Öte yandan Zuma'nın hapse girmesiyle ülkenin çeşitli şehirlerindeki yağmalama olayları Zuma'nın ülkede bir mafya imparatorluğu kurduğunu ortaya koymuş oldu.

Bugün Güney Afrika ciddi güvenlik ve yolsuzluk sorunlarıyla uğraşan ve hızla göç veren bir ülke konumundadır. Tüm ırkçı ve zalim yönetimine rağmen siyahilerin içerisinde "Apartheid döneminde daha iyiydik" şeklindeki seslerin yükselmesi bir hayal kırıklığıdır.

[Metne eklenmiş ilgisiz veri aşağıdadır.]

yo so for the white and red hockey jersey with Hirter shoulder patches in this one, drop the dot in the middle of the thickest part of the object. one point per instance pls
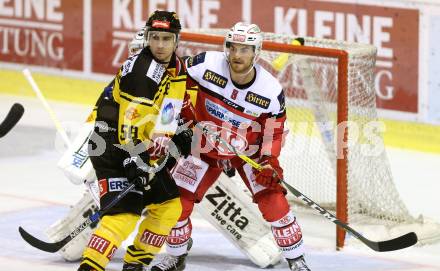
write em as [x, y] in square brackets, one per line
[251, 117]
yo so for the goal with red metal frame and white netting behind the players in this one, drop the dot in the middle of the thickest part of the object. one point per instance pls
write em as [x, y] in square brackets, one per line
[334, 151]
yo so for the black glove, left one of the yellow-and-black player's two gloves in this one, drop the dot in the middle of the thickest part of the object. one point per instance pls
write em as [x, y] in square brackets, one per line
[136, 174]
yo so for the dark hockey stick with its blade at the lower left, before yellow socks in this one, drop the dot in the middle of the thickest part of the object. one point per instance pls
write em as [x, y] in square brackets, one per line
[54, 247]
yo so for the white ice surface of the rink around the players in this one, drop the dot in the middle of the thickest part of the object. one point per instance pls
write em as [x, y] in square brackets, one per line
[34, 194]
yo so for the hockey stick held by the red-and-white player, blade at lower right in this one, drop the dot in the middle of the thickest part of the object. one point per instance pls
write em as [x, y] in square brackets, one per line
[397, 243]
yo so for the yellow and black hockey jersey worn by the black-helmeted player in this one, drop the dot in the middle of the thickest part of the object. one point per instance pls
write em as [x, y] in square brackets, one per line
[146, 97]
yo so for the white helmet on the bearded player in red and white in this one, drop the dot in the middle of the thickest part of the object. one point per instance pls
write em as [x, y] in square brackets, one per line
[247, 34]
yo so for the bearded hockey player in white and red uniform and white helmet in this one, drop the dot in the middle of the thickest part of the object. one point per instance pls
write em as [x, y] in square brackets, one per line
[244, 104]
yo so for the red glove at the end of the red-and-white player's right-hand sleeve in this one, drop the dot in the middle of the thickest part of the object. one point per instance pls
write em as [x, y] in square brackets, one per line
[271, 174]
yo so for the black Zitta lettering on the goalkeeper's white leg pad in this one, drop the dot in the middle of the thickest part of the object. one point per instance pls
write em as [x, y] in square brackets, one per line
[226, 211]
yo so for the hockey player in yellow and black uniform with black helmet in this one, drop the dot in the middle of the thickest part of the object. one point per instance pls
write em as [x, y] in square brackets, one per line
[139, 113]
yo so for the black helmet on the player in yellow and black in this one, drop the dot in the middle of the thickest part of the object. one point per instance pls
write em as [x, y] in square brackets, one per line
[166, 21]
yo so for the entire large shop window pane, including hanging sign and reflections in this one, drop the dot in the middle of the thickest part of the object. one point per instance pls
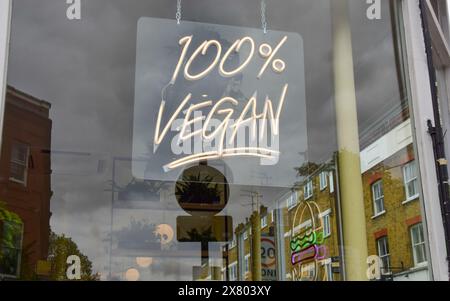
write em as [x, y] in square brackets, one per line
[141, 137]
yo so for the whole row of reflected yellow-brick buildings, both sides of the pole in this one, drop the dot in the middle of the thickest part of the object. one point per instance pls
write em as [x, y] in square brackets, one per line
[392, 208]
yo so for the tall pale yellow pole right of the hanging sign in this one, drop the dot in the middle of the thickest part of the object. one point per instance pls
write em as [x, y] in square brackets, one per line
[352, 202]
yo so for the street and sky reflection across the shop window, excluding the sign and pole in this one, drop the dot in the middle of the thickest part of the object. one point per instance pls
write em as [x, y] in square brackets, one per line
[75, 157]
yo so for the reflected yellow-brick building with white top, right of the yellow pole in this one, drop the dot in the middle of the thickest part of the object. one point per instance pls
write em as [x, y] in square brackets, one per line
[391, 199]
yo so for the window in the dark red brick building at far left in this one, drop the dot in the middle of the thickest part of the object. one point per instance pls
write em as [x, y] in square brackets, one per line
[19, 162]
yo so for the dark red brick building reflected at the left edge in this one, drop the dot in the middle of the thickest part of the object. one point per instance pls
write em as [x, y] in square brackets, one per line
[25, 170]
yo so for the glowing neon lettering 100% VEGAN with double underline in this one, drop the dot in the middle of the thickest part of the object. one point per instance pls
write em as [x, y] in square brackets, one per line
[220, 108]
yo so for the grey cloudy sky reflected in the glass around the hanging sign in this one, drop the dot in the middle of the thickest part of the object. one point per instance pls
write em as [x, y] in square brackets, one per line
[86, 69]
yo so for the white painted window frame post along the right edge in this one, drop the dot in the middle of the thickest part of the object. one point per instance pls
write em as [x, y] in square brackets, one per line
[422, 111]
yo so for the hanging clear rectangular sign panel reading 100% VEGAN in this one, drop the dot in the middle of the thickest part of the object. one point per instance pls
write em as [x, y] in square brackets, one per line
[231, 96]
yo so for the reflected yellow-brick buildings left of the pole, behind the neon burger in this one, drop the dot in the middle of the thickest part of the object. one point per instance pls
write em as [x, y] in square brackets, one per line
[316, 192]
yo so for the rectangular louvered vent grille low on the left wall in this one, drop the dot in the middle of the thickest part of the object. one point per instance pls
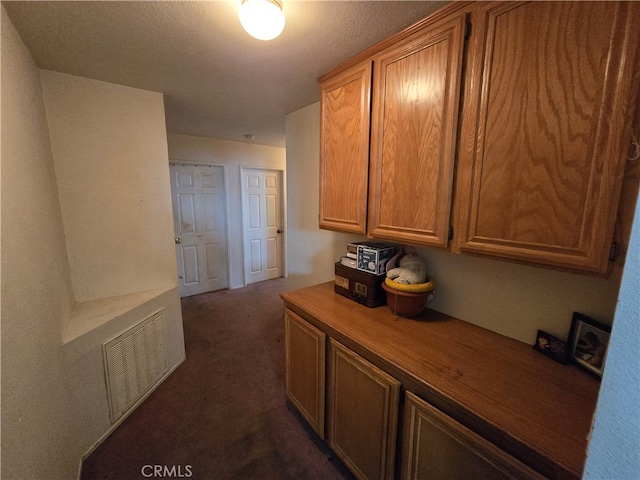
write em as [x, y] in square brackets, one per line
[134, 362]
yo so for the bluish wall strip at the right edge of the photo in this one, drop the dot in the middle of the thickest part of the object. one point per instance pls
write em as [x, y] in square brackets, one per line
[614, 450]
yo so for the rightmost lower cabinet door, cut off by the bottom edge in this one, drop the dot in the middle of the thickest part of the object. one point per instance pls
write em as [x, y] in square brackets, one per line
[437, 447]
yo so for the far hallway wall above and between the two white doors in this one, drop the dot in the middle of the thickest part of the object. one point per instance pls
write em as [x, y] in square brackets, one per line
[232, 156]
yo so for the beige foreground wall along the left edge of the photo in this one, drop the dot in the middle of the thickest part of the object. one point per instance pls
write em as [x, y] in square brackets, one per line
[37, 419]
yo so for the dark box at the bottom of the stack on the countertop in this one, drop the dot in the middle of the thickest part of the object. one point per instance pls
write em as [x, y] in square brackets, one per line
[363, 287]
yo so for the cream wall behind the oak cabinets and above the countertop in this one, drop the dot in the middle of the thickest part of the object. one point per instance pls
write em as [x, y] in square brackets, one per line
[511, 299]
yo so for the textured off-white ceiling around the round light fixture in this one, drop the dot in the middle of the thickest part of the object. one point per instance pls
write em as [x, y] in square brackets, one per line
[217, 81]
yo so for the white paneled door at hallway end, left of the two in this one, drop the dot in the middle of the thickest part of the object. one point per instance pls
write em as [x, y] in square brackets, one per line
[199, 210]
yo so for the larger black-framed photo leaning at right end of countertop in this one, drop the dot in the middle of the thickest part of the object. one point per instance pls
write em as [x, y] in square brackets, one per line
[588, 343]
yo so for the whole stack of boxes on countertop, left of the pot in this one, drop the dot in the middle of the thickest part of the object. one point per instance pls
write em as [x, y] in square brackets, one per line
[361, 272]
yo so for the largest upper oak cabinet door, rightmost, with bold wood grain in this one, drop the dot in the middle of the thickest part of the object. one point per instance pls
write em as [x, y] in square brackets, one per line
[549, 94]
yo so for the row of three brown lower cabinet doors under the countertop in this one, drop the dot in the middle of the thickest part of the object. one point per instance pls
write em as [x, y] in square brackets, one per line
[362, 405]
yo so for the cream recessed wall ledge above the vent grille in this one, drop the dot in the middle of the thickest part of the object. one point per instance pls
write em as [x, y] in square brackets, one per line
[87, 316]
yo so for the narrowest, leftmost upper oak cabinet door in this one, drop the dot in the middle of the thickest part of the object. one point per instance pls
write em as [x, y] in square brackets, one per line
[345, 104]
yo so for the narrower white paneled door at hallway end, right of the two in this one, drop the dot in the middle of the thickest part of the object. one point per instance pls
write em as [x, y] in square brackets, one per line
[262, 224]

Tarihten ders alınmadığı gibi Güney Afrika'da devletin pozitif ayrımcılık adı altında liyakate bakmadan siyahileri işe alması ülkeyi işlemez hale sokmuştur. Coğrafi güzellikleri ve doğal zenginliklerine rağmen Güney Afrika'da önü alınamayan suç oranları ve yolsuzluklar,  artık ülkeyi cazip bir yer olmaktan çıkarmıştır.

Cape Town'da Havalimanından dönüşte township'lerdeki güvenlik ve hijyenden uzak teneke evlerden oluşan yerleşim yerleri, sefalet ve çöküşün belki en somut örneklerindendir.

Hangi devlet belli başlı bölgeleri "hotstop" diye adlandırarak tehlike sebebiyle halkı uyarır? "Devlet tehlikeyi önleyemiyorsa o nasıl bir devlettir" sorusu bugün ülkede en çok sorulan suallerdendir.

Polis karakolunu koruyan güvenlik şirketi belki Türk okuruna garip gelse de Güney Afrika'da insanlara çok şaşırtıcı gelmemektedir. Ancak güvenliğin olmadığı ülkelerde insanları elektrik telleriyle çevrili binalarda hapsedersiniz. Bunun sorumlusu şüphesiz ülkede güvenliği sağlayamayan devlettir.

Güney Afrika'da üniversitelerin tuvaletlerinde tecavüz suçuna karşı yapılan uyarıların caydırıcı değil alay konusu olması ülkenin düştüğü trajikomik hallerden biridir. Dün Apartheid devrini eleştirenler bugün neredeyse ülkenin eski ırkçı idaresine rahmet okutur duruma gelmiştir. 

Yabancılara karşı Zenofobik saldırıların Güney Afrika'da geldiği nokta ise uluslararası basına yansımış durumda vahimdir. 1994 yılından sonra ilerlemesi gereken bu güzel ve zengin ülke yolsuzluklardan başını kaldıramaz durumda mücadele etmektedir.

Arkaya dönüp baktığınızda Mandela'nın ülkesi Güney Afrika'da geriye kalan refah, huzur ve demokrasi olması gerekirken sefalet, suç ve sükut-u hayaldir.

Ders alınmasıyla dileğiyle..

 

*Bu makalede yer alan fikirler yazara aittir ve Independent Türkçe'nin editöryal politikasını yansıtmayabilir.